Brazil sinks aircraft carrier in Atlantic despite presence of asbestos and toxic materials
Brazil has sunk a decommissioned aircraft carrier despite environmental groups claiming the former French ship was packed with toxic materials.
The “planned and controlled sinking occurred late in the afternoon” on Friday, 350km off the Brazilian coast in the Atlantic Ocean, in an area with an approximate depth of 5,000 meters (16,000 feet), the navy said in a statement.
The decision to scuttle the six-decade-old São Paulo, announced Thursday, came after Brazilian authorities had tried in vain to find a port willing to welcome it.‘Brazil was asleep’: as the rains come, hope reawakens for the Amazon Read more
Though defence officials said they would sink the vessel in the “safest area”, environmentalists criticised the decision, saying the aircraft carrier contained tons of asbestos, heavy metals and other toxic materials that could leach into the water and pollute the marine food chain.

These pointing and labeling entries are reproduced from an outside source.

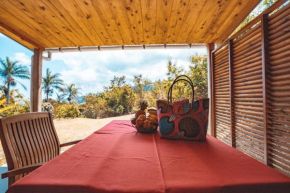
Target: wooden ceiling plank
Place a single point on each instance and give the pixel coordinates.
(94, 19)
(50, 20)
(19, 38)
(219, 20)
(216, 21)
(191, 16)
(164, 8)
(178, 11)
(118, 9)
(75, 12)
(134, 13)
(149, 20)
(205, 18)
(107, 18)
(235, 18)
(36, 20)
(18, 27)
(64, 21)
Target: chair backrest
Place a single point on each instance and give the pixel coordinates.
(28, 139)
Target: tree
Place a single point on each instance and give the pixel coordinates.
(10, 71)
(71, 92)
(50, 82)
(14, 94)
(198, 75)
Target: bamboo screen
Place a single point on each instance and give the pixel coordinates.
(251, 90)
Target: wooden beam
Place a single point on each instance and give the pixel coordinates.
(36, 80)
(231, 83)
(265, 85)
(210, 48)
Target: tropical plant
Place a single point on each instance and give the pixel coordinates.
(47, 107)
(10, 71)
(71, 92)
(50, 82)
(16, 109)
(67, 111)
(15, 96)
(2, 107)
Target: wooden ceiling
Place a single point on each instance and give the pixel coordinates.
(72, 23)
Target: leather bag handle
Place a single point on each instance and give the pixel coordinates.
(177, 79)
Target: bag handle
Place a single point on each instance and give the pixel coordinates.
(177, 79)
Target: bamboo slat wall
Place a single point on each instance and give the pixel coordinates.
(251, 89)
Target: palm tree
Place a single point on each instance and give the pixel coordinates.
(9, 71)
(50, 82)
(71, 92)
(14, 95)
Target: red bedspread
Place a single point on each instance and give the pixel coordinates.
(117, 159)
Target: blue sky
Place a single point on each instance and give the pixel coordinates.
(91, 71)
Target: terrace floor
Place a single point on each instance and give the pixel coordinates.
(73, 129)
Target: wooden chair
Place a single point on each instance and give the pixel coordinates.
(28, 140)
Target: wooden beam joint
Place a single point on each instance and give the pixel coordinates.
(36, 81)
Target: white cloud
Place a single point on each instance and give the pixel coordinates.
(22, 58)
(91, 71)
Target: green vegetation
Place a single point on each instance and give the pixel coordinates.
(10, 71)
(119, 98)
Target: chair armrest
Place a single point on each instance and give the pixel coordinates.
(22, 170)
(69, 143)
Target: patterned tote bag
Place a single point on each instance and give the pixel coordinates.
(183, 119)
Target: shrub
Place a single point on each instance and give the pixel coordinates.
(90, 113)
(120, 110)
(47, 107)
(67, 111)
(16, 109)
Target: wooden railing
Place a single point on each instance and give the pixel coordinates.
(251, 88)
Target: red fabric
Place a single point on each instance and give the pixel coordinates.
(117, 159)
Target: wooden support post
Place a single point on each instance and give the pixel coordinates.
(232, 129)
(210, 48)
(265, 85)
(36, 80)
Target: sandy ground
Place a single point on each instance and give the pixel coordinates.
(73, 129)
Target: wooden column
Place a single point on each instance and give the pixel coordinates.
(36, 80)
(232, 129)
(210, 48)
(265, 85)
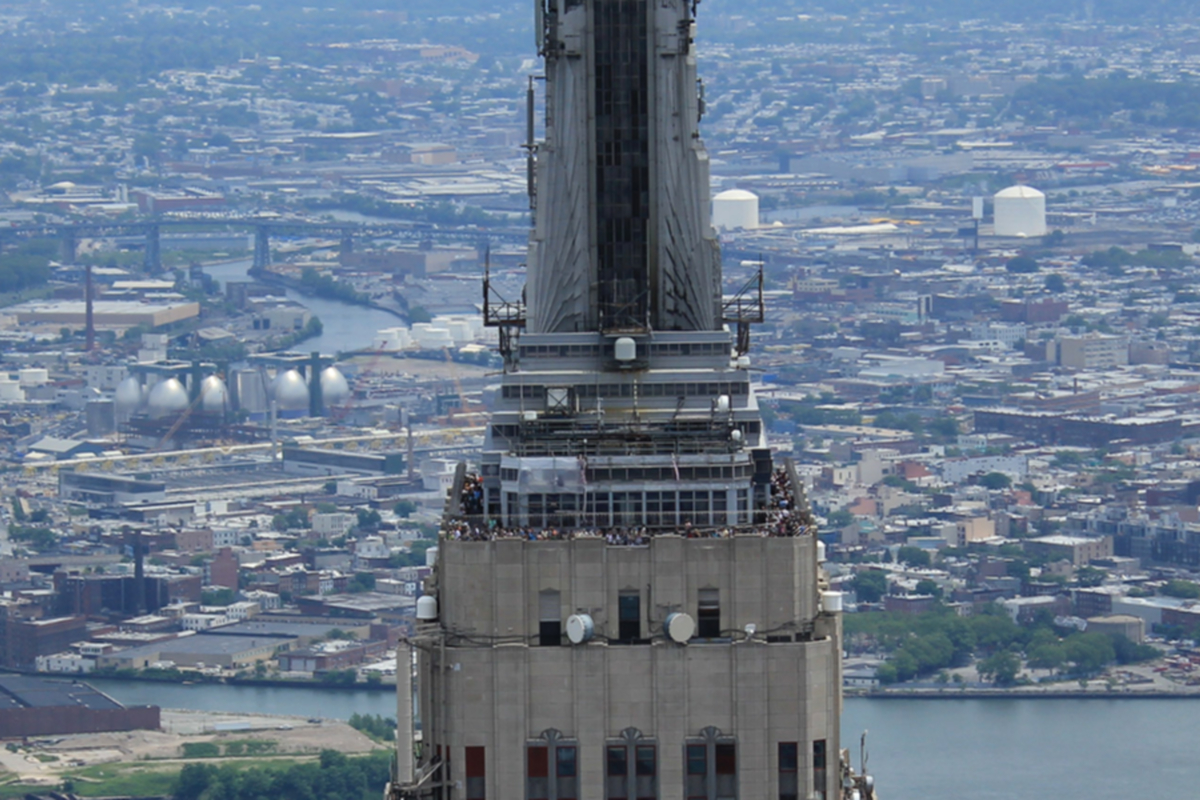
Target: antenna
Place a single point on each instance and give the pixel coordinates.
(90, 320)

The Basel Action Network called on the Brazilian president, Luiz Inácio Lula da Silva – who vowed to reverse surging environmental destruction when he took office last month – to immediately halt the “dangerous” plan.
The group issued a joint statement with Greenpeace and Sea Shepherd on Friday, accusing Brazil of having violated “three international treaties” on the environment by sinking the ship, which the NGOs said could cause “incalculable” damage to marine life and coastal communities.
Other “environmentally responsible measures could have been adopted, but once again, the importance of protecting the oceans, which are vital for the life of the planet, was treated with negligence”, said Leandro Ramos, director of programs for Greenpeace Brazil.
Brazilian authorities insisted it was better to sink the ship on purpose rather than allow it to sink spontaneously on its own.
The navy said it had chosen a spot for sinking that considered “the security of navigation and the environment” and “the mitigation of the impacts on public health, fishing activities and ecosystems”.
A judge overruled a last-minute legal bid to stop the operation, saying that an “unplanned” scuttling could be even worse for the environment than the “controlled” sinking, local media reported.
He called the situation “tragic and regrettable”.
Built in the late 1950s in France – whose navy sailed it for 37 years as the Foch – the aircraft carrier took part in France’s first nuclear tests in the Pacific in the 1960s, and was deployed in Africa, the Middle East and the former Yugoslavia from the 1970s to 1990s.
Brazil bought the 266-metre aircraft carrier for $12m in 2000.
A fire broke out onboard in 2005, accelerating the ageing ship’s decline.
Last year, Brazil authorised Turkish firm Sok Denizcilik to dismantle the São Paulo for scrap metal. But in August, just as a tugboat was about to tow it into the Mediterranean Sea, Turkish environmental authorities blocked the plan.
Brazil then brought the aircraft carrier back but did not allow it into port, citing the “high risk” to the environment.